Isolation of High Molecular Weight DNA from Human Brain Tissue
Key words: DNA, DNA isolation, brain, polymerase chain reaction, PCR
A method was developed for the cold-temperature isolation of high-molecular weight DNA from postmortem human brain tissue. Brain tissue samples were taken from different locations of three brains and frozen at -70oC. Small portions of each sample were immersed in liquid nitrogen and ground to a fine powder with mortar and pestle. The powder was allowed to thaw in buffer and then quickly treated with a protein-digesting enzyme followed by standard phenol-chloroform extraction of DNA. Since the extracted and pulverized brain tissues are kept frozen as long as possible before DNA isolation, there is less chance that DNA degradation can occur. The isolated DNA was analyzed by spectrophotometry and shown by agarose gel electrophoresis to be of high molecular weight. The presence of DNA in the isolated samples was also demonstrated by amplifying a segment of the β-actin gene from an aliquot of the preparation by polymerase chain reaction (PCR) using specific primers.

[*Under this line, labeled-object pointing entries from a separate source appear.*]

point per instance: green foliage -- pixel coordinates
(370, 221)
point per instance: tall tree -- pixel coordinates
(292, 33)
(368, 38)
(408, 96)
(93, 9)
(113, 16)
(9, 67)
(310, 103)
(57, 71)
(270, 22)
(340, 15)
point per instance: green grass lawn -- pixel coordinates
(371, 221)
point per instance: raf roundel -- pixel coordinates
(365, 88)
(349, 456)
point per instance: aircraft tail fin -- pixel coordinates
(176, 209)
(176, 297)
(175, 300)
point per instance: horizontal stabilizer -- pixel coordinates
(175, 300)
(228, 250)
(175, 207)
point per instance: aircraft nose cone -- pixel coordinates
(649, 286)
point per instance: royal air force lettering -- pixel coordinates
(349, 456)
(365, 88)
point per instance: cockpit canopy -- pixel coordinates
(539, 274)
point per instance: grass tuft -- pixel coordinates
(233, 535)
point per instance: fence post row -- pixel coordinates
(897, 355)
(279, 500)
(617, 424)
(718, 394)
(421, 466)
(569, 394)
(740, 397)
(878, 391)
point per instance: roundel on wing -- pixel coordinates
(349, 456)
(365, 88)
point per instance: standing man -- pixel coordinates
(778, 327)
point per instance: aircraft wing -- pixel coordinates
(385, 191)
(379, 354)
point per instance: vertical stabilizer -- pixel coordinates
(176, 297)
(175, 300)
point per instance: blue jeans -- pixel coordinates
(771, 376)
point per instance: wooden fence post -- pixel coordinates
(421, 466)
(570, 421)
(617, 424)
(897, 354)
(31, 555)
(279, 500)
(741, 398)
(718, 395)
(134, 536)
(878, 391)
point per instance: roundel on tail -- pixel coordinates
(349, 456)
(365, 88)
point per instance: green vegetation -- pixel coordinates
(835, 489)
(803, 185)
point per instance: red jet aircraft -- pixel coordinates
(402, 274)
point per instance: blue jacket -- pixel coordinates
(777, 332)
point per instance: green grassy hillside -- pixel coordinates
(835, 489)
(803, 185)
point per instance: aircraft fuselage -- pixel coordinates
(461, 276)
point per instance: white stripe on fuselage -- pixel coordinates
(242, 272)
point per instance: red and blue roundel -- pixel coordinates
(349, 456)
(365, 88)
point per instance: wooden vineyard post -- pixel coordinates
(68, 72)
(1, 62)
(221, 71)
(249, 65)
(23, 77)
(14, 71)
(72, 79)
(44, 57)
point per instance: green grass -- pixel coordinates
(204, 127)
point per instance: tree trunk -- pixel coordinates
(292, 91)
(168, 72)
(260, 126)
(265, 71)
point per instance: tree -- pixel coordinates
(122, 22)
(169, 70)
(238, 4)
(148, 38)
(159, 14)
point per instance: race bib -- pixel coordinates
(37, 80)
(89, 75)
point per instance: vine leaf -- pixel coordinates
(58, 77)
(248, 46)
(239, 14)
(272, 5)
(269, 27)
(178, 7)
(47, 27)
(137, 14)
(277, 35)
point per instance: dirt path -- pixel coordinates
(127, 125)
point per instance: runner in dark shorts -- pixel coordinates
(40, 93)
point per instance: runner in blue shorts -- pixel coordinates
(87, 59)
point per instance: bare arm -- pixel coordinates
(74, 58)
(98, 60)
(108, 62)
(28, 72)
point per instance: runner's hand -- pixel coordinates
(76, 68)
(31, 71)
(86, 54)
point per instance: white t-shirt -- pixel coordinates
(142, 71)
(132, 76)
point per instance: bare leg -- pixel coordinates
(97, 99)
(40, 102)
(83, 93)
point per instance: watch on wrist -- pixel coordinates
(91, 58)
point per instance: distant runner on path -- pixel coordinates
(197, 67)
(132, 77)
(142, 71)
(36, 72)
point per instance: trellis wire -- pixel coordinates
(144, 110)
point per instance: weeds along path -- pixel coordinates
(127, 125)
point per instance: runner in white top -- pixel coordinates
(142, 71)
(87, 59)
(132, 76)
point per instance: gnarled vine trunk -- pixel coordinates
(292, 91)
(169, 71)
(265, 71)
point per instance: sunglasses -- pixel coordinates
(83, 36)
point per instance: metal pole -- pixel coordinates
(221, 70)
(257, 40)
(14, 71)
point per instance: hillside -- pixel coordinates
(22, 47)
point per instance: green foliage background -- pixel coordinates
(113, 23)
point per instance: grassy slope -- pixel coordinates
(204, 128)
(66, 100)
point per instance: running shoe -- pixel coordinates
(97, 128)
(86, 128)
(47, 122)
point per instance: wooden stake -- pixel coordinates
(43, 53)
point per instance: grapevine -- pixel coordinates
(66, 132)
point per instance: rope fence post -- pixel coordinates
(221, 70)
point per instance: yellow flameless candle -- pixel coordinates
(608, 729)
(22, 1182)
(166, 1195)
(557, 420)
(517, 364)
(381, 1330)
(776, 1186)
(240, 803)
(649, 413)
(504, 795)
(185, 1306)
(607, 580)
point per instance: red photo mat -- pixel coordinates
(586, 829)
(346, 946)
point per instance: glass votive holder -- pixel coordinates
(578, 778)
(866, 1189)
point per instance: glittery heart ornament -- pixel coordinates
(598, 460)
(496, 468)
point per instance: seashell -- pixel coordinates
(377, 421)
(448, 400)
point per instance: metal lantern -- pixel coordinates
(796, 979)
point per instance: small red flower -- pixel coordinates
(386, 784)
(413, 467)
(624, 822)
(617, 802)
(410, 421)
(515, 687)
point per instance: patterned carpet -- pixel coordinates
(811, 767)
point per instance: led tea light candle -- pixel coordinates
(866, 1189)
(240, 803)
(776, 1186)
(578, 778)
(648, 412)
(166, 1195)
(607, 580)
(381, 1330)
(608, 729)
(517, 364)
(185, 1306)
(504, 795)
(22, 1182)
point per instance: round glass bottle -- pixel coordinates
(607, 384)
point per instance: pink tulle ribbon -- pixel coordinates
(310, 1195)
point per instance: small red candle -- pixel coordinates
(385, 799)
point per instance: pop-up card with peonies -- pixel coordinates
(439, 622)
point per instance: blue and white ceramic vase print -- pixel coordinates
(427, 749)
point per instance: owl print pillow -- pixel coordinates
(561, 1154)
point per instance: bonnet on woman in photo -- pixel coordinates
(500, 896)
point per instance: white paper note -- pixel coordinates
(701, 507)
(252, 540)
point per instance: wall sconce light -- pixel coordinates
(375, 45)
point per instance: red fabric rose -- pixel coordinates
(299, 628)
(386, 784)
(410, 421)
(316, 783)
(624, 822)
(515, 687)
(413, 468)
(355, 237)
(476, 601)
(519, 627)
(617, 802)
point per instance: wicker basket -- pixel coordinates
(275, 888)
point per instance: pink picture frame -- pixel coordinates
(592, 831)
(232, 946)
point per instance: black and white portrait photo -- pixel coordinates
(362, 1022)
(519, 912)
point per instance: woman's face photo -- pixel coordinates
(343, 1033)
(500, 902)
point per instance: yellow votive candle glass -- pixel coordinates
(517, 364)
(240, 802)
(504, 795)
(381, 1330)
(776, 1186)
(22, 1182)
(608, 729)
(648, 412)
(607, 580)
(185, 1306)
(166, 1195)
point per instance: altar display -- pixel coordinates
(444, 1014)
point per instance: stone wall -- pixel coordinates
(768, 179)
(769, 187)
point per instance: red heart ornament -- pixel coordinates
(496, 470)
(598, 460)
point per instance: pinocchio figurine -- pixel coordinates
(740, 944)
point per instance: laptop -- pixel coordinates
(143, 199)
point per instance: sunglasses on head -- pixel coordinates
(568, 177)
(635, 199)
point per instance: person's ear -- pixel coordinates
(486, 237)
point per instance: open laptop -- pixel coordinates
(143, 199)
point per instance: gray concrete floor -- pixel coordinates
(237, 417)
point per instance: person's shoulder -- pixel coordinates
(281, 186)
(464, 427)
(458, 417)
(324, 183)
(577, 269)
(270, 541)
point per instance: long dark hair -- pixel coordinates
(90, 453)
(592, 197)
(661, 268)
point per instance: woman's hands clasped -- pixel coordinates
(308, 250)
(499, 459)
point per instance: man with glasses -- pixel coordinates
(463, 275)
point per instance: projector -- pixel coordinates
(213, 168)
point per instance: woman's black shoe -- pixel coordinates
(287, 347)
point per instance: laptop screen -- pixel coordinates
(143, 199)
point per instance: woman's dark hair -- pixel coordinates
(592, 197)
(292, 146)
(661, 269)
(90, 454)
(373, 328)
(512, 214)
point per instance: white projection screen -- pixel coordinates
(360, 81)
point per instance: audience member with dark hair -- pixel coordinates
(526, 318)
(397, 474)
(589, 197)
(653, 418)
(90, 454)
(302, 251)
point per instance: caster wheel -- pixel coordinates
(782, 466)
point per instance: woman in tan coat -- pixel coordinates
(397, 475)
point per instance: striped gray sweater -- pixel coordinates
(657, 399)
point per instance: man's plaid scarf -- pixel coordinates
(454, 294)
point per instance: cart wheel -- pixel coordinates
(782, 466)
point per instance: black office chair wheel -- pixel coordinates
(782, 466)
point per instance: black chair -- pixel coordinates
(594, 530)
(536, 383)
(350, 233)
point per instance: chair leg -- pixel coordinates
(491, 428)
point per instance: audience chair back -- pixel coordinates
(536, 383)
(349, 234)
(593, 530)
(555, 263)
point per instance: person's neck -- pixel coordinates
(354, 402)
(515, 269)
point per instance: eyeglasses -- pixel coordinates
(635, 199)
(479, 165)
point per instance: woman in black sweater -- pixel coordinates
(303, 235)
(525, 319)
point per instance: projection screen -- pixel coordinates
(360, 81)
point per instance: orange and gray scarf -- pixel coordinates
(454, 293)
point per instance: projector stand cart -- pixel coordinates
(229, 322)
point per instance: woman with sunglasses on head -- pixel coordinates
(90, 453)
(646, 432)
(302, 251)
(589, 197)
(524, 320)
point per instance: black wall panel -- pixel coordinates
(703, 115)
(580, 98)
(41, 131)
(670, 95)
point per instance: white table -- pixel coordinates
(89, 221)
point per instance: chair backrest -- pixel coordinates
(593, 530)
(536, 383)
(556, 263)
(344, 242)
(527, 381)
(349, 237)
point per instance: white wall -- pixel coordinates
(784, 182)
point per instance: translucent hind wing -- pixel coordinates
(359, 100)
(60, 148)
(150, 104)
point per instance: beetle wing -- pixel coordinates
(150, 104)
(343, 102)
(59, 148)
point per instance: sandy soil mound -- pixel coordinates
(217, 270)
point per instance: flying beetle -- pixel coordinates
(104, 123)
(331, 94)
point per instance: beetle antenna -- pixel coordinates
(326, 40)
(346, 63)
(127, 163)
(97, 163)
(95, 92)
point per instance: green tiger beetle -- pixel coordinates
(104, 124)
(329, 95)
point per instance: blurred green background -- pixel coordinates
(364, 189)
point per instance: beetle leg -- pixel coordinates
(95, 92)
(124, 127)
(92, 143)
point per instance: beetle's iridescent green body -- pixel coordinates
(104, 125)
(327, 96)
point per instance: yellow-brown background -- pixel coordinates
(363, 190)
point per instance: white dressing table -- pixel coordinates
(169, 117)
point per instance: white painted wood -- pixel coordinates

This procedure was developed during a previous investigation that concerned the use of PCR to determine the distribution of HIV-genomic DNA in brains of deceased AIDS patients at different stages of HIV infection. Developing methodology was a collaboration with investigators from the Institute of Molecular Virology, GSF National Research Center for Environment and Health, Neuherberg, Germany. This brain DNA isolation procedure could be useful for PCR studies that require high-molecular weight brain DNA as starting material. An example of such study is the performance of PCR or other DNA-based molecular in vitro diagnostics procedure to determine the extent of central nervous system infection associated with epidemics caused by DNA-containing microorganisms.
The development of a guideline ("Standard Guide for Detection of Nucleic Acid Sequences of the Human Immunodeficiency Virus HIV-1 by the Polymerase Chain Reaction Technique") was associated with this project. This project was led by the OST Project Principal Investigator through ASTM Committee E-48 on Biotechnology in collaboration with DIN (Deutsches Institut fuer Normung = German Institute for Standardization) Committee E9 on Serodiagnosis of Infectious Diseases and Diseases of the Immune System. The guideline is currently up for vote within ASTM for approval.